Last weekend, the team—now called Team RTR Leyte All-Stars—finally got to strut their wares at a bigger, more competitive stage in the Alaska Cup, one of the biggest age-group football tournaments in the country.
Team RTR is fielding two teams in the 13-Under and 14-Under divisions—an idea that was even far-fetched when Yolanda struck. So when the Under-14 team stepped on the pitch at Alabang Country Club the other day, they already felt like winners.
“It’s my first time in Manila and we just want to do our best here,” Coringcoting said in Filipino.
The team showed its worth by finishing ninth out of 36 teams as it went unbeaten. The RTR All-Stars toppled a team from Brent International School and drew with Ateneo de Manila and Ateneo de Cebu, an impressive feat considering what the squad had gone through the past two years.
It took three months for Jared to walk again as he recovered from his mysterious illness.
“I felt alive again because of football. That’s why I really love the sport,” said Jared, who also idolizes Azkals defender Daisuke Sato.
The building blocks of the team that saw action in the Alaska Cup started when Remedios Trinidad Romualdez (RTR) Foundation began conducting football clinics as part of Mission Tacloban six months after the storm.
The football festival and clinic drew players from eight municipalities in Leyte as RTR partnered with Team Socceroo Football Club.
The best players from the camp, including Julius and Jared, were also given a rare chance to participate in the Cebu leg of the FC Barcelona Escola clinic, which had coaches from one of the world’s most accomplished clubs sharing their knowledge about the game.
Coping with trauma
Jared and Julius turned to the sport to cope with the trauma brought about by the tragedy. Their story was even featured in a documentary titled “Fields of Hope.”
“These children were broken by the storm,” said Ginggay Hontiveros, the mission director of the RTR Foundation.
“By giving them purpose, we help them on the road toward healing.”
Support has poured in for the team, making their Alaska Cup stint possible. The Inquirer Foundation was the latest to help by providing the team with football boots for the tournament, in partnership with Kidsports.

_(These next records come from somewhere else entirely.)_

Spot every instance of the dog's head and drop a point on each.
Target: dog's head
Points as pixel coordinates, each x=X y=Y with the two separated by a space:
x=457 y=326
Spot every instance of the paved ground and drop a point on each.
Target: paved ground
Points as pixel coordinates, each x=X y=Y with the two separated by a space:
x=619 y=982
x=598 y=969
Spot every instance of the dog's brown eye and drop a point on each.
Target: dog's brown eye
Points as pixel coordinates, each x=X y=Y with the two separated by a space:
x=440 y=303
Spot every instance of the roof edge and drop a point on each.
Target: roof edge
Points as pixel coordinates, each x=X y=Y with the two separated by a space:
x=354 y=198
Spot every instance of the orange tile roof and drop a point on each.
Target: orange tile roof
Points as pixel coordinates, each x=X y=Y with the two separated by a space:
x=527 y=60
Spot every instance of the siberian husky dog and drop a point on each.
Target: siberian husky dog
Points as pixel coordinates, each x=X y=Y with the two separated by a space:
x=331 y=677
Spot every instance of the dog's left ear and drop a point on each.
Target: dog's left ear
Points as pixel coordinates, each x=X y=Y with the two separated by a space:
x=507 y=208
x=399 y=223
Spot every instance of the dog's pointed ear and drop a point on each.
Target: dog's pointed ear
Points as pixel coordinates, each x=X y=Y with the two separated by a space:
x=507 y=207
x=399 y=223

The Inquirer president and CEO, Sandy Prieto-Romualdez, personally turned over the 30 new pairs of shoes to the children on Thursday.
The players’ faces lit up as they received their shoes in the Inquirer boardroom.
“Before they were using only shoes bought from the ukay-ukay (used clothing stalls), so this is a big thing for the kids,” Regis said. “These will go a long way to their playing. They will be inspired to play.”
Some of the players will be playing in new pairs of boots for the first time in their lives.
“They’ve gone through so much and it’s wonderful that they have this program and have many people supporting them,” Romualdez said. “We will be able to help them develop their skills and experience things they would never have experienced otherwise.”
Bringing back the joys
Romualdez said she was impressed on seeing the team play in one of her visits to Tacloban a few months ago.
“I saw that they did not have proper equipment that’s why I asked the Inquirer Foundation if we could support them,” Romualdez said. “In terms of a sport you can see the joy it brings after what they had to go through. It’s nice that they have football and have this program to be able to help them.”
Romualdez added: “They’re very talented so it’s nice to give them an opportunity like other kids have.”
She said the team was actually the first sports team that the foundation had supported.
“I believe that sports can help someone through healing and enjoyment and through meeting other people,” she said. “Working as a team, you learn so much from sports and sports knows no background. It’s more of having the ability.”
A second life
Julius, now 13, said football had given him and his teammates “a second life.”
“That’s why we always give our best when we play,” he said.
Regis said the tragedy had strengthened his team’s resolve that would come in handy as they face challenges on and off the pitch.
“Football saved us. It’s the opportunity that counts for these players,” Regis said. “They have a second chance. What matters now is how they make the most out of it.”